<- Back to all posts
December 5, 2025
December 11, 2025

"Where Do I Put My Logs?" A Conversation with TLDCRM's CEO on Solving the Impossible

No items found.

Listen to this article

Powered by NotebookLM
Listen to this article

TL;DR: TLDCRM spent two years asking "where do I put my logs?". Their insurance call center platform processes 8 million API requests daily. Analytics on this data would give their customers insights on vendor behavior. But they couldn't make request log analytics available to their customers. Using the operational DB for this would cripple production. Datadog costs were high and didn't enable analytic access to TLDCRM’s customers. Data lakes were too complex. We caught up with Alexander Conroy, CEO and lead developer of TLDCRM and he walked us through the solution they found with Firebolt.

Alexander Conroy is the CEO and lead developer of TLDCRM, a rare combination in the SaaS world. He built the company's CRM and dialer platform from the ground up, and he still writes the code for critical infrastructure features. When we spoke with him, he'd just finished implementing a solution to a problem that had haunted him for over two years.

We wanted to understand: What makes a data logging problem so hard that even an experienced technical CEO can't solve it for 24 months?

Overview

Firebolt: Let's start with the basics. What does TLDCRM do?

Alexander: We're a SaaS platform that combines a CRM and predictive dialer specifically built for insurance call centers. Think health insurance, Medicare, life insurance, final expense - anything that can be sold at a premium.

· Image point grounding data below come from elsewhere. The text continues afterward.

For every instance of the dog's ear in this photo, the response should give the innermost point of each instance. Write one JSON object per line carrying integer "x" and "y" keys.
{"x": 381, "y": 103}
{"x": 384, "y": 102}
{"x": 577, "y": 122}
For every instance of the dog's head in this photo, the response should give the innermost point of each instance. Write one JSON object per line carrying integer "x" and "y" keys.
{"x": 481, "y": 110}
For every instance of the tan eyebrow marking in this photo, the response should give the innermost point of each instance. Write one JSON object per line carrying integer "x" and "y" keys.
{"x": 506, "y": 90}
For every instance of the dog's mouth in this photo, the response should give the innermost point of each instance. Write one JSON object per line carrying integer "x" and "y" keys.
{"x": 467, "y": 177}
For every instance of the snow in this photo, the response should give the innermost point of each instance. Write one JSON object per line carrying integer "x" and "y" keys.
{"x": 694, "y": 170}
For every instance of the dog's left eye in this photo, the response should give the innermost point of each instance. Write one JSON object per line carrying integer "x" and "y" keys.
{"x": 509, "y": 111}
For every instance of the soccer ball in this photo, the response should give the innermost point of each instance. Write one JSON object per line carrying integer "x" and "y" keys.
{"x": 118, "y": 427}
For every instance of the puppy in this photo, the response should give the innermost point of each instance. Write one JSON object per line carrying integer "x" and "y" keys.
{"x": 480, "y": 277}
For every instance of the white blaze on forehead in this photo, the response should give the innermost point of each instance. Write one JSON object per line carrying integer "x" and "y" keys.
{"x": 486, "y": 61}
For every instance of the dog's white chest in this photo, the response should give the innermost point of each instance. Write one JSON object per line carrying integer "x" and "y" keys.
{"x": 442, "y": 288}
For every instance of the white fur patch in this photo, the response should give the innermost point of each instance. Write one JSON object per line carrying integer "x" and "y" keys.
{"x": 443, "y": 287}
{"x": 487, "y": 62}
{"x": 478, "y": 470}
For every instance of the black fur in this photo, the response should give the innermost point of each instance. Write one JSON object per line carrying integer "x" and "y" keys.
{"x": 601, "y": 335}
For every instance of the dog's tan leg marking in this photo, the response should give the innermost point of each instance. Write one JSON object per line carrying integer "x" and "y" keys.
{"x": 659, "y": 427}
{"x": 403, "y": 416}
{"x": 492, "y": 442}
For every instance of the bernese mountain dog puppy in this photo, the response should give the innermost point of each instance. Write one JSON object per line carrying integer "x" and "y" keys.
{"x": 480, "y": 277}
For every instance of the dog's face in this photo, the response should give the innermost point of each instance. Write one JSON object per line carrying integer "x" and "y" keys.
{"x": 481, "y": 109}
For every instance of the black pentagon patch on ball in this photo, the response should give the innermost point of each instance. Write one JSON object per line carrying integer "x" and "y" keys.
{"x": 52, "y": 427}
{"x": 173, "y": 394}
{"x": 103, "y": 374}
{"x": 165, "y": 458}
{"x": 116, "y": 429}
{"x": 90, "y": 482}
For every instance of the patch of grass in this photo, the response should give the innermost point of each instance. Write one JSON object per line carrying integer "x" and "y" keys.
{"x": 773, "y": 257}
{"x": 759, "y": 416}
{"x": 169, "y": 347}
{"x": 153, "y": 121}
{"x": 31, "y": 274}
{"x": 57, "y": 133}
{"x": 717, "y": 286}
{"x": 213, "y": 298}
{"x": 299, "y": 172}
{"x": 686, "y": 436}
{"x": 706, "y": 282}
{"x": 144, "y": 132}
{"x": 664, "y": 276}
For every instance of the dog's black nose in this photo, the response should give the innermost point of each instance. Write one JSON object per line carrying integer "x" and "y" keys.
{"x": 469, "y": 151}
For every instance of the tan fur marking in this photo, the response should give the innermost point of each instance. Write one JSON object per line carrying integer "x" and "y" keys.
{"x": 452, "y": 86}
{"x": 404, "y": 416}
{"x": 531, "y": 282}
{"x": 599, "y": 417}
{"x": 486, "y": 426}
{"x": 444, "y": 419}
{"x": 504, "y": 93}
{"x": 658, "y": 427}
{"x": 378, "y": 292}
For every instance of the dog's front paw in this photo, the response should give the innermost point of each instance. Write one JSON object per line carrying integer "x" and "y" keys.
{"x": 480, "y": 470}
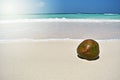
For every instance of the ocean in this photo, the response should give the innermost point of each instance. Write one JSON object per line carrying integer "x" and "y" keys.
{"x": 57, "y": 15}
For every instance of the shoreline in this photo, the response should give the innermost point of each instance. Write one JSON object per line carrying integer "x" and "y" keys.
{"x": 58, "y": 20}
{"x": 59, "y": 29}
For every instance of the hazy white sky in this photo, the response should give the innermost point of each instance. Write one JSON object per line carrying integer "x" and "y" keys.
{"x": 59, "y": 6}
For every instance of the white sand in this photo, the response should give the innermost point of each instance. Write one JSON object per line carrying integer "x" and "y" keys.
{"x": 57, "y": 60}
{"x": 46, "y": 49}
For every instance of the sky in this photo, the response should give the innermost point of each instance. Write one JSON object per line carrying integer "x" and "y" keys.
{"x": 59, "y": 6}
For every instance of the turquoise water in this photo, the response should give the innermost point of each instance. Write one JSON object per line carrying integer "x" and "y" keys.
{"x": 68, "y": 16}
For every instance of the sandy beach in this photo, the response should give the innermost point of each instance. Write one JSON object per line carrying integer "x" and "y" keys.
{"x": 46, "y": 50}
{"x": 57, "y": 60}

Our customers range from small agencies with 15 agents to massive call centers with 800+ seats.

The key differentiator is that we're all-in-one. Most of our competitors require you to buy a CRM separately, then buy a dialer, then hire consultants to integrate them. With us, it's one platform, one monthly fee, real-time support included. We even track policies and manage commissions, which most dialers don't do.

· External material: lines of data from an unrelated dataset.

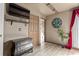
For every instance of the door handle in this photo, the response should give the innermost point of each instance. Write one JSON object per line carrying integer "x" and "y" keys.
{"x": 0, "y": 35}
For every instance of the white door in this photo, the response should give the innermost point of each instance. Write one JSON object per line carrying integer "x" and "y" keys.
{"x": 75, "y": 33}
{"x": 1, "y": 27}
{"x": 41, "y": 27}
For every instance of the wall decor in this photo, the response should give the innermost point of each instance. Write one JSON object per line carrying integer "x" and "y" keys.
{"x": 56, "y": 23}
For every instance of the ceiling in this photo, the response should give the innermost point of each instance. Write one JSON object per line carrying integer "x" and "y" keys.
{"x": 44, "y": 10}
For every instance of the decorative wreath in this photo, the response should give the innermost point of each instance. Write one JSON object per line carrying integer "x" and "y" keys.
{"x": 57, "y": 22}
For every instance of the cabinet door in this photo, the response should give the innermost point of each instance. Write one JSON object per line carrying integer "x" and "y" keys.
{"x": 1, "y": 27}
{"x": 34, "y": 29}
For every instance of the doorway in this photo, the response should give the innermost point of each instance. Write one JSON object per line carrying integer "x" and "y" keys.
{"x": 41, "y": 30}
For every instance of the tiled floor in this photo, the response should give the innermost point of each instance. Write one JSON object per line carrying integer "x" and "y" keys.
{"x": 49, "y": 49}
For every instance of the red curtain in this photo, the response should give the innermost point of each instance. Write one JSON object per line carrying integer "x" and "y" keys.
{"x": 74, "y": 13}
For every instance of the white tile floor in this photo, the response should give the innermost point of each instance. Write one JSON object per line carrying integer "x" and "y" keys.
{"x": 49, "y": 49}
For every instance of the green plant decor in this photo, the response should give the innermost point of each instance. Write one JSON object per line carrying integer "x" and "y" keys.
{"x": 62, "y": 34}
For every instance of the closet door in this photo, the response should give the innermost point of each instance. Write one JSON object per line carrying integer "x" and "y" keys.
{"x": 1, "y": 27}
{"x": 34, "y": 29}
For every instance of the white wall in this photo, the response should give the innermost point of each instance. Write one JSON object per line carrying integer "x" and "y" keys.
{"x": 51, "y": 32}
{"x": 12, "y": 31}
{"x": 1, "y": 27}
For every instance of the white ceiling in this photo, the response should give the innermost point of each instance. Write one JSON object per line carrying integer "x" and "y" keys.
{"x": 42, "y": 9}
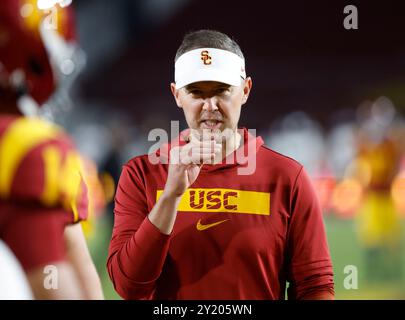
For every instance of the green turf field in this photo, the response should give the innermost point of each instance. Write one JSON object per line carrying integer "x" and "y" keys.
{"x": 345, "y": 250}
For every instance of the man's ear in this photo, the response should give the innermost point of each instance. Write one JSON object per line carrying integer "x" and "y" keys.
{"x": 175, "y": 93}
{"x": 247, "y": 86}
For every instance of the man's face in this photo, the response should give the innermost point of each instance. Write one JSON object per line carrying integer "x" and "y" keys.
{"x": 212, "y": 105}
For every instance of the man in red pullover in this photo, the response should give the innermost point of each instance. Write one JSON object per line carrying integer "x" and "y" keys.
{"x": 215, "y": 214}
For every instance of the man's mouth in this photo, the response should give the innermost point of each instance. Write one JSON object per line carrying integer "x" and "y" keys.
{"x": 210, "y": 124}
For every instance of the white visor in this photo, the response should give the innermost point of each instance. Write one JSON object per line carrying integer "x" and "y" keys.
{"x": 209, "y": 64}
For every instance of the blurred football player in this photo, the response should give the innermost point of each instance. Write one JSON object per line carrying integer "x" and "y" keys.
{"x": 42, "y": 191}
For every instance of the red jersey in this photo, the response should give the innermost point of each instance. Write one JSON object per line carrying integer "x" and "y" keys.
{"x": 235, "y": 236}
{"x": 41, "y": 189}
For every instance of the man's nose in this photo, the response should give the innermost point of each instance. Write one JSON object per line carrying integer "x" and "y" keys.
{"x": 210, "y": 104}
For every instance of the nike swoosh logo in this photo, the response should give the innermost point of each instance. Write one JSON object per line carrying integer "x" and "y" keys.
{"x": 201, "y": 227}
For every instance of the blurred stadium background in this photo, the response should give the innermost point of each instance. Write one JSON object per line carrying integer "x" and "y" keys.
{"x": 333, "y": 99}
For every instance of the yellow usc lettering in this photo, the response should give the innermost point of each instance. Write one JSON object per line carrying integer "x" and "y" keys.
{"x": 224, "y": 200}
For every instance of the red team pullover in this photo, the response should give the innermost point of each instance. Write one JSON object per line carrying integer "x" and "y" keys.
{"x": 235, "y": 236}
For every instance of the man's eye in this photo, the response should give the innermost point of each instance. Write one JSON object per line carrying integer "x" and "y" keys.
{"x": 222, "y": 90}
{"x": 196, "y": 92}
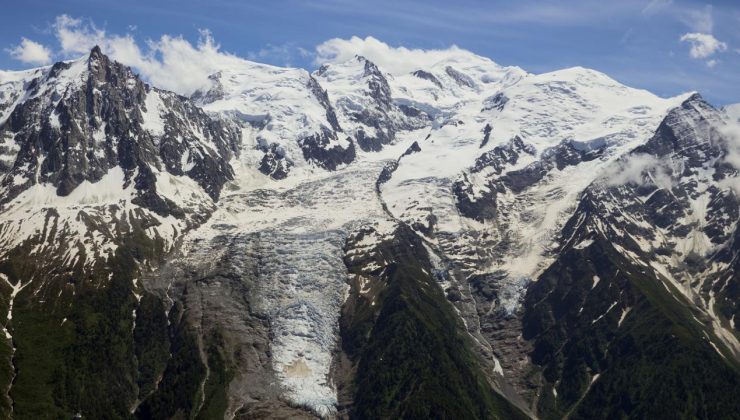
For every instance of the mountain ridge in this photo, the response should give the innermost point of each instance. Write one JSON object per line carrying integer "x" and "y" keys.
{"x": 260, "y": 223}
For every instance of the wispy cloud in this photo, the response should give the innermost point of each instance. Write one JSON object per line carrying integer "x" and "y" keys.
{"x": 170, "y": 62}
{"x": 460, "y": 16}
{"x": 396, "y": 60}
{"x": 283, "y": 54}
{"x": 655, "y": 6}
{"x": 30, "y": 52}
{"x": 703, "y": 45}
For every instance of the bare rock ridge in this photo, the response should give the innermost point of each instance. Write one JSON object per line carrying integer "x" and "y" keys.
{"x": 464, "y": 240}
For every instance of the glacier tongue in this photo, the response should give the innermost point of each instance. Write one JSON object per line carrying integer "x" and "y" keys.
{"x": 294, "y": 233}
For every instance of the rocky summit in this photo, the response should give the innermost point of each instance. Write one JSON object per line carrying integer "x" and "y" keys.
{"x": 465, "y": 240}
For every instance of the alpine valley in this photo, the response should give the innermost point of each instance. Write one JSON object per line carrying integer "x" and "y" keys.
{"x": 463, "y": 241}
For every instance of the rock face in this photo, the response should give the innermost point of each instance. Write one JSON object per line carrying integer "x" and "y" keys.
{"x": 85, "y": 117}
{"x": 463, "y": 240}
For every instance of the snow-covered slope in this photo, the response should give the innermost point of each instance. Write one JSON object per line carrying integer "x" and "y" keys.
{"x": 243, "y": 207}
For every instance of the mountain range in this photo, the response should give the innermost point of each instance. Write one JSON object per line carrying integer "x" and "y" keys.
{"x": 466, "y": 240}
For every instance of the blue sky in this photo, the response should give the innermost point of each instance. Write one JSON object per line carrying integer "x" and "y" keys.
{"x": 666, "y": 46}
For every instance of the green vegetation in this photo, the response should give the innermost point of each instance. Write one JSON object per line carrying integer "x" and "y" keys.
{"x": 656, "y": 364}
{"x": 416, "y": 361}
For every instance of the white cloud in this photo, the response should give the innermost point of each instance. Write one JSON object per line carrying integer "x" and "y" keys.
{"x": 700, "y": 20}
{"x": 30, "y": 52}
{"x": 396, "y": 60}
{"x": 171, "y": 63}
{"x": 656, "y": 6}
{"x": 703, "y": 45}
{"x": 640, "y": 169}
{"x": 282, "y": 55}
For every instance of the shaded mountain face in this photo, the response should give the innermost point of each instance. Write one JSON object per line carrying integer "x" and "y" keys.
{"x": 464, "y": 240}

We have over 330 customers right now, and we're running on over 330 EC2 servers to support them - each account gets its own dedicated dialer infrastructure.

So what's this "ping" data we keep hearing about?

Alexander: [laughs] Yeah, the ping problem. This is what broke everything.

Here's how insurance lead generation works: Third-party vendors run ads on Facebook, TV, wherever. When someone says "I want a quote," that vendor needs to route the call to a buyer - one of our customers. But before they transfer the live caller, they ping us to check: Is an agent available? Do you accept calls from this area code? Have you already bought this lead?

We have to respond in under 20 milliseconds. Our system actually responds in 0.02 milliseconds because we cache everything in Redis. But the volume is insane.

Challenges

How insane?

Alexander: Eight million pings per day across all our customers. At peak times, that's over 50,000 API requests per minute. We have 29 ECS servers dedicated just to handling this traffic. It's over half of our entire platform load.

Each ping has metadata we need: vendor ID, timestamp, phone number - which we redact to just the area code for compliance - agent availability, accept or reject decision, response time. All critical data for optimizing call center operations through analytics.

The Ping Problem

And you couldn't store this data. Why not?

Alexander: [sighs] That's the question I've been asking for over two years. "Where do I put my logs?"

The obvious answer is MySQL, right? Our operational data is already in Aurora RDS. But I already knew it would cripple RDS. We'd be doing 50,000 inserts per minute. Searching through them even with indexes is very slow. It lags quite a bit. And the more indexes you add, the longer it takes to insert.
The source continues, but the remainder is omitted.